Background

A recent study has demonstrated that high blood tumor mutational burden (bTMB) was associated with significant improvements in PFS from atezolizumab in NSCLC. However, a prospective, phase II, B-F1RST study did not confirm the result. Multiple genetic mutations may result in resistance to therapy, including immunetherapy. Therefore, we speculated that low bTMB might be a favorable prognostic biomarker for immunetherapy and both high and low bTMB patients could derive benefit from atezolizumab. We thus investigated the non-linear association between bTMB and PFS, and tried to find new cut-off values.

Methods

This study used the clinical and bTMB data from POPLAR (n = 105, training set) and OAK (n = 324, validation set) studies. The non-linear association between bTMB and PFS was assessed using restricted cubic spline (RCS). The cut-off values for bTMB were calculated by using X-tile software.

Results

In training set, bTMB showed an upside down J shape curve with PFS in RCS plot, suggesting a non-linear relationship between bTMB and PFS (P for non-linear < 0.001). The cut-off values of bTMB for predicting PFS were 7 and 14 mutations/Mb, and all patients were claasified into low (≤ 7 mutations/Mb), medium (8 ≤ bTMB ≤ 13 mutations/Mb), and high bTMB (≥ 14 mutations/Mb) groups according to the cut-off values. The median PFS and OS of patients with low and high bTMB were significantly longer than those of patients with medium bTMB in multivariate analysis. Similar results were shown in the validation set and the combined set (Table).

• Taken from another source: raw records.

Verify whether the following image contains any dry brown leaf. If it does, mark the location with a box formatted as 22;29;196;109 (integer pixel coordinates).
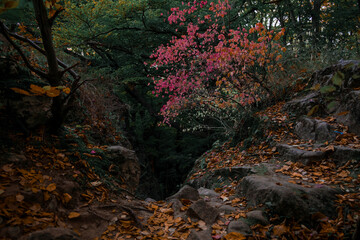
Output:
68;212;80;219
46;183;56;192
63;193;72;203
16;194;24;202
273;224;289;236
224;232;246;240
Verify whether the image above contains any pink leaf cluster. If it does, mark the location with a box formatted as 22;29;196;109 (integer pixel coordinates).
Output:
151;0;285;124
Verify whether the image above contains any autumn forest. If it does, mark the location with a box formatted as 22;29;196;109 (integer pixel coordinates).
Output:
0;0;360;240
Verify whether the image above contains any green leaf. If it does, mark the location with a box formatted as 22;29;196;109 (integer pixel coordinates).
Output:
307;105;319;116
320;85;336;93
331;71;345;87
326;101;338;111
310;83;321;91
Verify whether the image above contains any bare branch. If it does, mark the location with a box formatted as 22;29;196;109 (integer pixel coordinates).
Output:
49;8;65;27
4;25;79;79
61;62;80;76
0;22;48;78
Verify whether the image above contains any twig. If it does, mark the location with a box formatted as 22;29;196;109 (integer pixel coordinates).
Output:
0;22;48;78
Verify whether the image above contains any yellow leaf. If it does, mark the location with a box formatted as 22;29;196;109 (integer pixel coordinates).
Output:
30;84;45;95
16;194;24;202
46;183;56;192
273;224;289;236
68;212;80;219
63;88;70;94
10;88;31;96
224;232;246;240
63;193;72;203
4;0;19;9
46;87;60;97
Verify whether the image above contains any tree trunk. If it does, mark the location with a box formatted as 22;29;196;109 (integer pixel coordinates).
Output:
33;0;65;133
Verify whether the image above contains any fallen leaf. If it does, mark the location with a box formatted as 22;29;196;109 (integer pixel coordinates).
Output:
46;183;56;192
90;181;102;187
273;224;289;236
68;212;80;219
63;193;72;203
30;203;41;212
224;232;246;240
16;194;24;202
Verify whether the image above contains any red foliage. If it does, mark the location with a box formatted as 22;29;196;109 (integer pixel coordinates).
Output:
151;0;285;124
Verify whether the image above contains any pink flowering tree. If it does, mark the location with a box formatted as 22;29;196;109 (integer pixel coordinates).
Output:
151;0;285;131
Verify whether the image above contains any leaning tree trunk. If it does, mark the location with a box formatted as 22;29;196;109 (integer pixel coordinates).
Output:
33;0;65;133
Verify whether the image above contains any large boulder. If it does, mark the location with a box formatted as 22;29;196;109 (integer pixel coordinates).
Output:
186;166;254;189
166;185;200;201
276;144;327;165
295;117;336;142
276;144;360;166
227;220;251;235
107;146;141;193
20;227;80;240
8;96;52;129
283;92;320;116
238;175;339;221
186;199;219;225
335;90;360;135
311;60;360;88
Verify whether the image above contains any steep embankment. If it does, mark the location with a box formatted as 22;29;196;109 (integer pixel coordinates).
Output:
0;62;360;240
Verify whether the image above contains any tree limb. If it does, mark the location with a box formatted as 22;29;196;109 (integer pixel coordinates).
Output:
0;22;48;78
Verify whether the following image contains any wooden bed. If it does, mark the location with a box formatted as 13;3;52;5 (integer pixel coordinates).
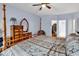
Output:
0;36;65;56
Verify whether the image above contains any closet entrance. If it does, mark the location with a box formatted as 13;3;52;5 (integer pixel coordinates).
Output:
52;20;57;37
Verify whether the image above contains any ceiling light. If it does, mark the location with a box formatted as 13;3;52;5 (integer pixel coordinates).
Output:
42;5;46;7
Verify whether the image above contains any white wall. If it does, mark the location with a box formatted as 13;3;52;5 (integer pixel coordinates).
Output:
0;4;40;36
42;12;79;36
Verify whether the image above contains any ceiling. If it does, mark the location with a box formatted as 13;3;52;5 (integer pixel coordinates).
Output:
10;3;79;16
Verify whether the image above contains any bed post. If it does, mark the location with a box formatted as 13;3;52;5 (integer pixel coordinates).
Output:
2;3;6;50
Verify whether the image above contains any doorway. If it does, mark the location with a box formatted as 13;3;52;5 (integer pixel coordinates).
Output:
52;20;57;37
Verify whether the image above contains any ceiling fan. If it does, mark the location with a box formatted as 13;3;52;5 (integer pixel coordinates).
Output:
32;3;51;11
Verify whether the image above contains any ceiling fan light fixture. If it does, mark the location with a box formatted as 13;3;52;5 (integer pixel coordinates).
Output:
42;5;46;8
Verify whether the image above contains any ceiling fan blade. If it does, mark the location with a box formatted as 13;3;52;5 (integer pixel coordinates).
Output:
39;7;42;11
32;4;42;6
46;5;51;9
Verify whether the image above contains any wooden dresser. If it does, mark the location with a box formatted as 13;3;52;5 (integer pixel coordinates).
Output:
11;25;32;45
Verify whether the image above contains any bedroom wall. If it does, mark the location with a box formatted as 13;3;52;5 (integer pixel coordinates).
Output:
0;4;40;36
42;12;79;36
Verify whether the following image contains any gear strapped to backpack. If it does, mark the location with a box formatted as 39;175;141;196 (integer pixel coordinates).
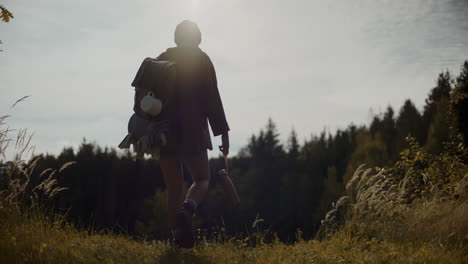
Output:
119;58;176;158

Table: 318O Prognostic value of bTMB for PFS and OS in the training, validation, and combined data sets

Conclusions

There was a non-linear association between bTMB and survival in NSCLC patients receiving atezolizumab. Both high and low bTMB were associated with better clinical benefit with atezolizumab.

Legal entity responsible for the study

The authors.

Funding

Has not received any funding.

Disclosure

All authors have declared no conflicts of interest.